Forum OpenACS Development: String manipulation in Postgres

Collapse
Posted by Malte Sussdorff on
I was wondering, what is quicker, String Manipulation in Postgres or in TCL, if you need to retrieve a value out of the database:

a) set id [db_string my_id "select ltrim(name,'csr_contact_') as id from cr_items where latest_revision = (select max(latest_revision) from cr_items where content_type = 'contact')"]

vs.

b) set string [db_string my_id_string "select name from cr_items where lastest_revision = (select max(latest_revision) from cr_items where content_type = 'contact')"]
set id [string trimleft $string "csr_contact_"]

Collapse
Posted by Richard Hamilton on
Malte, whilst I cannot answer your question with factual numerical proof, I would have thought that the philosophically better way is to ask the database to return what you want. Perhaps better to keep the application 'in the database' and keep tcl as much as possible as a substrate for display.
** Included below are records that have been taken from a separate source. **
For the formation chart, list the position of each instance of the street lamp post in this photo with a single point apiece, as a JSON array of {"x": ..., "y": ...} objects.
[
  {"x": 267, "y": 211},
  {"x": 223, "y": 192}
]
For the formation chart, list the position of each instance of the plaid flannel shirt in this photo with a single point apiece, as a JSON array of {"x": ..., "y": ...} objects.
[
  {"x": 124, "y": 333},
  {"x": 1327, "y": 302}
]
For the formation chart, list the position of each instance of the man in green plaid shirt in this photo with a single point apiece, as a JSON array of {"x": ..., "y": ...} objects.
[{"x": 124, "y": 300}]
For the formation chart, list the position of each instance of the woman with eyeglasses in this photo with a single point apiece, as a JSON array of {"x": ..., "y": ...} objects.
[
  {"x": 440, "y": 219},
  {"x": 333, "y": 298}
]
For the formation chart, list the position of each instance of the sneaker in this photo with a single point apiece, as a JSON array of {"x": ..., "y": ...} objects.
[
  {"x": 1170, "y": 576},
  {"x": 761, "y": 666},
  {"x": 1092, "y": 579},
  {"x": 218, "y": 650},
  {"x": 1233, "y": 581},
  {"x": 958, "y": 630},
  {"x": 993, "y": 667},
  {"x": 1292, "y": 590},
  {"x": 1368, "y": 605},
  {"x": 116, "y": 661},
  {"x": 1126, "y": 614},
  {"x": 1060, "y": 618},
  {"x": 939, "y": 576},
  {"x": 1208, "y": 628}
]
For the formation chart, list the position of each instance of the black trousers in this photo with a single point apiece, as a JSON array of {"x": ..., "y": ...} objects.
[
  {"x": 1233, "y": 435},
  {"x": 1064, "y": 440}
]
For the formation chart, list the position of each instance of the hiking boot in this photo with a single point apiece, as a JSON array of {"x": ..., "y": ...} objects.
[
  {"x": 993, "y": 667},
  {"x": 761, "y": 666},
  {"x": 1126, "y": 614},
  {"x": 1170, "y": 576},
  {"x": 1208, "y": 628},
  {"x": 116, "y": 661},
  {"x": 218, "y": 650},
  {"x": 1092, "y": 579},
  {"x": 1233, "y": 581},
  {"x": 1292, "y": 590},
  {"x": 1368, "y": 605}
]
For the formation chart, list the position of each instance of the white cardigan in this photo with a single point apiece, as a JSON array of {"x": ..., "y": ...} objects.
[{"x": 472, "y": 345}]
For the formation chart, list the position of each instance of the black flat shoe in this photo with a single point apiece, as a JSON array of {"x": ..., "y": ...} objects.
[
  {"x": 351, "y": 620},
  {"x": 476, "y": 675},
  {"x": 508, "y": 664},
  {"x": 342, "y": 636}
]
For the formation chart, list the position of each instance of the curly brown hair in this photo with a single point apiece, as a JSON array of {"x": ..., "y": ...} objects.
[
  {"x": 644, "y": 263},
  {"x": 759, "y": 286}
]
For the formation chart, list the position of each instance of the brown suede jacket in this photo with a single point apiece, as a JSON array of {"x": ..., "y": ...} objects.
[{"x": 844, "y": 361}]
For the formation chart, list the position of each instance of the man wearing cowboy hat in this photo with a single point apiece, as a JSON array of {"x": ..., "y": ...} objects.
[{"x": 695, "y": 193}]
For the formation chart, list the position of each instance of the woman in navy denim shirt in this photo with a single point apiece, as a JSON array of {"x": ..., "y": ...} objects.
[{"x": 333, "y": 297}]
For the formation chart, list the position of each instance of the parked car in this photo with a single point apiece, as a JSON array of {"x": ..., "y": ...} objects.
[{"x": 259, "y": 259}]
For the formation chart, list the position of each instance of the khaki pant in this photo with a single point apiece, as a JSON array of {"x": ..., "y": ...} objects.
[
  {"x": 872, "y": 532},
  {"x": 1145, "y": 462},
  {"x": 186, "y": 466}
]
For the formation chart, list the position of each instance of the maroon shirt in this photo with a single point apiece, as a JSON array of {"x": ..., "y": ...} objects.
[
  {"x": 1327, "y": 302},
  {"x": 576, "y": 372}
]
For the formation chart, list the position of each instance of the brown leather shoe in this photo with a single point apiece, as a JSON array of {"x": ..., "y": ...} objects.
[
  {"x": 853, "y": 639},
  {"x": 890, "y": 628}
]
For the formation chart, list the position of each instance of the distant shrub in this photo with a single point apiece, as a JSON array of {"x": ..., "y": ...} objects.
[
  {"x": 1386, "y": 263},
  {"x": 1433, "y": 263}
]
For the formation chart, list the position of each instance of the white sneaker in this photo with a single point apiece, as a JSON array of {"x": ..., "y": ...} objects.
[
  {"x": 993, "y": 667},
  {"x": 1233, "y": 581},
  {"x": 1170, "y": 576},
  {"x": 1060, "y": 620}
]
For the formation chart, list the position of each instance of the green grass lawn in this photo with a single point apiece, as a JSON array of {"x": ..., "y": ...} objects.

Also from a readability point of view the sql is very clear.

Regards
Richard

Collapse
Posted by Don Baccus on
All things being equal (i.e. both being equally efficient in string operations) doing it in the DB will be faster.

Why? Because only the exact string is returned by the query. In the second form, extra characters (those following 'csr_contact_') are returned into the Tcl string. Transferring those bytes has some cost, no matter how small.

So in essence you're guaranteed more byte-shuffling's going on in the second case.

But, I have no way of knowing if the assumption is correct (the "all things being equal" assumption).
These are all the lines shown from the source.